- Madavoor-Pallickal Location in Kerala, India Madavoor-Pallickal Madavoor-Pallickal (India)
- Coordinates: 8°48′21″N 76°49′48″E﻿ / ﻿8.8058°N 76.8301°E
- Country: India
- State: Kerala
- District: Thiruvananthapuram
- Taluk: Varkala

Government
- • Body: Gram panchayat

Population (2008)
- • Total: 31,050

Languages
- • Official: Malayalam, English
- Time zone: UTC+5:30 (IST)
- PIN: 695602
- Telephone code: 0470
- Vehicle registration: KL-81
- Nearest city: Varkala
- Assembly constituency: Varkala
- Civic agency: Madvoor

= Madavoor-Pallickal =

 Madavoor is a village located on the Kollam -Trivandrum border, which was previously part of the old Kollam district. It is now under the Varkala Taluk of the Trivandrum district in the state of Kerala, India. It is situated 7 km west of Paripally, Kollam and 18 km east of Varkala.

==Demographics==
As of 2001 India census, Madavoor had a population of 20,855 with 9,932 males and 10,923 females.

It is located on the road connecting Kilimanoor and Nilamel (mc road) Parippally (National Highway)

Madavoor belongs to the South Kerala Division. It is located 45 km north of district headquarters Thiruvananthapuram.

Parippally, Pazhayakunnummel, Kilimanoor, Nagaroor, Chemmaruthy are the nearby villages. Nearby cities include Paravoor, Varkala, Attingal, and Kollam.
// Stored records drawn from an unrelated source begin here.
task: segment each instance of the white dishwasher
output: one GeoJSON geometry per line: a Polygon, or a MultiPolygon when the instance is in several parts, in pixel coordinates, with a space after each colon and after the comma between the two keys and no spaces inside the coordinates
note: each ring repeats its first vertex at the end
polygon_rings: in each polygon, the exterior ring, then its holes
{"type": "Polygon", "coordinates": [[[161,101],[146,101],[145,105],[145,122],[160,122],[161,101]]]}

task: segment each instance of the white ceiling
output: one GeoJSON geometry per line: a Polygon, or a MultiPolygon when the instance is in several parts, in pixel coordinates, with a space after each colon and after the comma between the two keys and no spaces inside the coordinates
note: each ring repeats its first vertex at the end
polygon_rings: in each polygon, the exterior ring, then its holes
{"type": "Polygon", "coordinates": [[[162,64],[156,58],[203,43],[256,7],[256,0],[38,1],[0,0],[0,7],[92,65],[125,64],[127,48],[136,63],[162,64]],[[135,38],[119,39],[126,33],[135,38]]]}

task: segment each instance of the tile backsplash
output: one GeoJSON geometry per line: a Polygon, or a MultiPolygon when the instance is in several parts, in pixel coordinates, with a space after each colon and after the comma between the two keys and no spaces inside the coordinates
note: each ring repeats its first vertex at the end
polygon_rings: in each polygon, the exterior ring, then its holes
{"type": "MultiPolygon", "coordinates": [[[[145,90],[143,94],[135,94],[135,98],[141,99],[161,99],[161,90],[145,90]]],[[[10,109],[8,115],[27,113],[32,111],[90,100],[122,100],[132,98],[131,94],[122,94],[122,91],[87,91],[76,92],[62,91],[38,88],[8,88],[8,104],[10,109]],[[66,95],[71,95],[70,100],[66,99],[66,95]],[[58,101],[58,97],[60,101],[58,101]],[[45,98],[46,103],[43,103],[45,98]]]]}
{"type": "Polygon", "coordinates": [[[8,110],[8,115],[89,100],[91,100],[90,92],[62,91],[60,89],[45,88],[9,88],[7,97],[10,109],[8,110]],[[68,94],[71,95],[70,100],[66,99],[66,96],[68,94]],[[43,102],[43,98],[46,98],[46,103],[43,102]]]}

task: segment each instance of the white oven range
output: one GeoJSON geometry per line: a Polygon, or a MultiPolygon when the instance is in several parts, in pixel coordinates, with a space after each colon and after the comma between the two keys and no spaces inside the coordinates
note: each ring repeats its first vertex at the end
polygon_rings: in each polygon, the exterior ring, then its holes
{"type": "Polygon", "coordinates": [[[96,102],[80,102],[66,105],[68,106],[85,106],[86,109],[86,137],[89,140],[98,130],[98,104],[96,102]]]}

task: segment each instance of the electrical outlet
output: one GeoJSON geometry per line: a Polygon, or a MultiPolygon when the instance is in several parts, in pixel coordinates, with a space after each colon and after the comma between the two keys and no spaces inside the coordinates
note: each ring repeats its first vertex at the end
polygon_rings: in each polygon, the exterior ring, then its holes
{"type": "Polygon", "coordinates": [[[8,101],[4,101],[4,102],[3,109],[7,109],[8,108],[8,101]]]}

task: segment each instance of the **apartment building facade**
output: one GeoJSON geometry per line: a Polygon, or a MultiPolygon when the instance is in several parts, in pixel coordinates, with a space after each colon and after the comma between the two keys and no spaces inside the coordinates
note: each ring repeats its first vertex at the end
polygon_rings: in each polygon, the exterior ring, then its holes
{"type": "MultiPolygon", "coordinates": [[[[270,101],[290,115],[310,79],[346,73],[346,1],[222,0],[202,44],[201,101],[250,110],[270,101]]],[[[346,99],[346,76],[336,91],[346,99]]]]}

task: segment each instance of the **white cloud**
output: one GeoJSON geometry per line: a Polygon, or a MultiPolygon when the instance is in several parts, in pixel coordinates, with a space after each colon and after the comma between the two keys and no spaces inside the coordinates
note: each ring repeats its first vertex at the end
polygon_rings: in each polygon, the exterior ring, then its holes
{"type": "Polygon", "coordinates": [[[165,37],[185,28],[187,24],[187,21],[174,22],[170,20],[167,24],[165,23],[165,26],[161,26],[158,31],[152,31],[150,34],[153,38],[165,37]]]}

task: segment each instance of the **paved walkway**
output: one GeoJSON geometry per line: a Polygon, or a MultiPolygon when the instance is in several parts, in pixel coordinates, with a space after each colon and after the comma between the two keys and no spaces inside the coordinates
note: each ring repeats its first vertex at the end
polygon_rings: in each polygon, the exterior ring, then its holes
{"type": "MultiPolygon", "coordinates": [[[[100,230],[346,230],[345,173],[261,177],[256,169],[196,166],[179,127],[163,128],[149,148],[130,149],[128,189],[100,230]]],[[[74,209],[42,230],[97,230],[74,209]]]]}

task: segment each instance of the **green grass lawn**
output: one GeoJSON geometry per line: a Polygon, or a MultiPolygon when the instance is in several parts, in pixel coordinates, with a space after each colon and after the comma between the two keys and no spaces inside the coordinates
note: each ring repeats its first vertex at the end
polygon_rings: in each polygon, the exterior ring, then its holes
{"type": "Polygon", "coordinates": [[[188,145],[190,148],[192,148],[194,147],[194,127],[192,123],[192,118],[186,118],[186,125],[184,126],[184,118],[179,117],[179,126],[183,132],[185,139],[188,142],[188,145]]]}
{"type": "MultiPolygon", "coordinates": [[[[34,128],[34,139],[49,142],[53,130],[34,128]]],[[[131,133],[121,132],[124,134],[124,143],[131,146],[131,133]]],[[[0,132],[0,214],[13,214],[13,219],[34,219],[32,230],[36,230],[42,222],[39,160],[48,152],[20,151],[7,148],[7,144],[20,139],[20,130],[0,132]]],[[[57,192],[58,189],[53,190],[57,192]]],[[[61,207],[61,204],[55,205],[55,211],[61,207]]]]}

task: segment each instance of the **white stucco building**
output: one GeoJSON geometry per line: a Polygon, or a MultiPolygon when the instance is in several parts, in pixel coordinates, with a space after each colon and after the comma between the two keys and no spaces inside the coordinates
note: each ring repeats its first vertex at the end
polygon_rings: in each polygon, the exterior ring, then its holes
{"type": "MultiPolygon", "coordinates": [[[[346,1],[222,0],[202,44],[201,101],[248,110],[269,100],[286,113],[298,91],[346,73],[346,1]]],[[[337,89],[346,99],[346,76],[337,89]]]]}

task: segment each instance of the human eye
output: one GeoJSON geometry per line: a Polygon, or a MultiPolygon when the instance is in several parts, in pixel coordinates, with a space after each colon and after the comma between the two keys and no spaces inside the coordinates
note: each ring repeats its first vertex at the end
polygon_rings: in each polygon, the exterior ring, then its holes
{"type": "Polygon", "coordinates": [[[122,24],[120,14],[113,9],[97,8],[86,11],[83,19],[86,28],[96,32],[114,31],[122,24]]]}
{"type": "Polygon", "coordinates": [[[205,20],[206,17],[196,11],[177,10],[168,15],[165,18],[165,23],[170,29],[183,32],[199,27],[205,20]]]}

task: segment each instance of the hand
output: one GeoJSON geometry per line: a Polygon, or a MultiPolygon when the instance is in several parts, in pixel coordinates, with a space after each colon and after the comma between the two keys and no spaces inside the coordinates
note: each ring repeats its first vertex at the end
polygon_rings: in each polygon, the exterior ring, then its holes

Madavoor is surrounded by Chadayamangalam Block to the east, Varkala Block to the south, Ithikkara Block to the west, and Chirayinkeezhu Block to the south.

Agriculture is the main profession in the village.

==Gramapanchayat==

The local self-government of Madavoor consists of 15 elected members. The office is located at Mavinmoodu, near N.S.S.H.S. Madavoor.